Article

Dressing Up

November 1978
Article
Dressing Up
November 1978

At 9:00 a.m., on a rainy Saturday a few weeks before Halloween, people started to gather in the bowels of Hopkins Center, following the signs leading to a set of double doors marked "CLOSED!" By 9:45, the line was backed up to the stairwell. (By 11:00, it would reach all the way back up the stairs and around several corners.) Students, faculty, people from the community, and anxious children stood or sat along the corridors jealously guarding places in line. At 10:00 on the dot, the doors were thrown open by an alligator, who waved the crowd in. In seconds the room was jammed with people pawing through racks and racks of clothing put on sale by the Hop's costume shop.

It was Filene's Basement cubed. The mob bobbed and surged as people ducked under each other trying to find their heart's desires, and arms and legs flapped madly as they struggled into strange garments. Over shrieks of laughter, people yelled at their friends: "Here - try this !" "Hey - what's a 'farthingale'?" This is a little small — but I want it anyway!" "That's not a cape - that's a bathroom rug!"

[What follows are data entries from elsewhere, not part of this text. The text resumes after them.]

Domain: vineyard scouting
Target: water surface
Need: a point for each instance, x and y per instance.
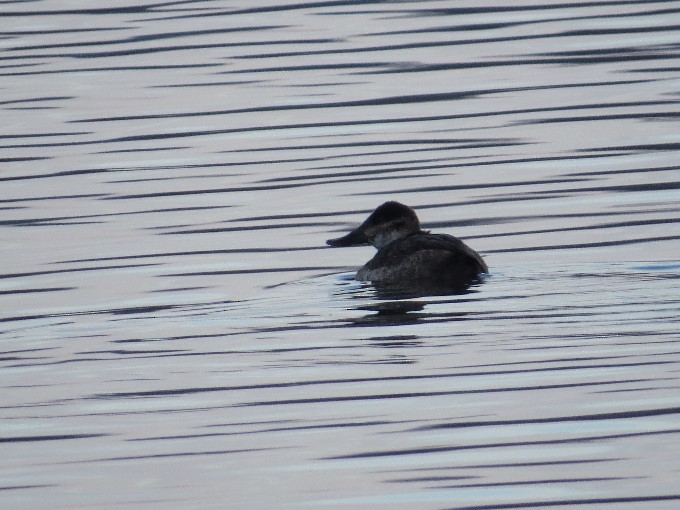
(174, 332)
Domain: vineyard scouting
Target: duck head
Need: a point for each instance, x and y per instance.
(389, 222)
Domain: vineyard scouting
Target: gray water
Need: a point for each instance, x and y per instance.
(174, 333)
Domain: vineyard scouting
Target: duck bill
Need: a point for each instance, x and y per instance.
(355, 238)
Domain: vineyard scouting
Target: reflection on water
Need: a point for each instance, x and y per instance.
(175, 333)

Before the mirrored east wall of the room, a little girl of seven tried on a towering 18th-century wig and a burly student peered over his shoulder as he flapped a huge pair of red gauze wings up and down. A middle-aged woman preened herself in a medieval robe - a brocaded "Houpeland" with trailing sleeves lined in fur. A dumpy green robot whose occupant was too small to see out of the headpiece jumped up and down trying to get a glimpse of itself. In the corner, two 12- year-old Star Wars fans squared off in red plastic tunics, brandishing strange space weapons. And through it all strolled the insouciant alligator, patting people on the shoulder and murmuring, "Oh, yes, very nice, buy it, buy it."

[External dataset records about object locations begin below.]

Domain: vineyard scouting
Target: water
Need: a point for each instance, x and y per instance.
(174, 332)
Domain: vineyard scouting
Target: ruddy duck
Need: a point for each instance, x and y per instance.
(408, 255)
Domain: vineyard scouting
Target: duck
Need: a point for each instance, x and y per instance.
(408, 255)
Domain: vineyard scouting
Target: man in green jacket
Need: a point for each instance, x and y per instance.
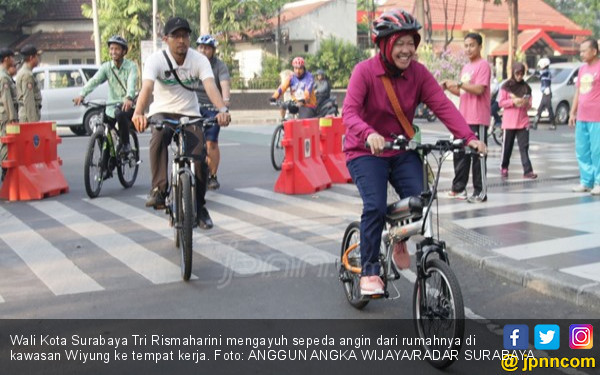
(29, 94)
(122, 76)
(8, 98)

It was the third of Professor Margaret Spicer's costume rummage sales, this one advertised as "Subject to Fit - 1,000 Years of Costumes!" Spicer, the Hop's costume designer, decided several years ago that the way to weed out the chaff of her wardrobe stock and make muchneeded room for new costumes was to hold a public sale just before Halloween. She keeps a stock of some 10,000 period costumes on hand, and since her shop's standards require that at least two-thirds of the costuming for any performance be made new, space is always in short supply.

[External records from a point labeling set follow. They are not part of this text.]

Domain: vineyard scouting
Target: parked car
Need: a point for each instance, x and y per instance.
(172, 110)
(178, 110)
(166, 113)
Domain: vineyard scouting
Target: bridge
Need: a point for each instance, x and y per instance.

This year's sale was run by costume assistants Elizabeth Stillman and Aurore Dione (the alligator). Not only does the sale make both space and money for the Hop, according to Stillman, it also assists the community. "People are always calling us to borrow or buy costumes," she said, "and the Center has a policy of lending only to events sponsored by the Dartmouth Drama Department, which limits our lending pretty severely. This way we make our excess available."

Decisions about which items to let go are made on the basis of usefulness. Anything easily recognizable goes, the shop keeping mostly basic costumes that can be retrimmed for new performances. Many are sold because of their small size. "People are larger today than they were ten years ago," explained Stillman, "and we can't use some of the costumes the shop made back then."

Most costumes go for less than $5, and the highest price put on any item at this year's sale was $25, asked for an 18thcentury gown encrusted with sequins, which had cost the shop $100 to make. When the smoke cleared this year, the racks were empty and the shop's coffers were richer by some $3,000.

The costume sale: courtly couture, 18th-century curls, and 19th-century bonnets.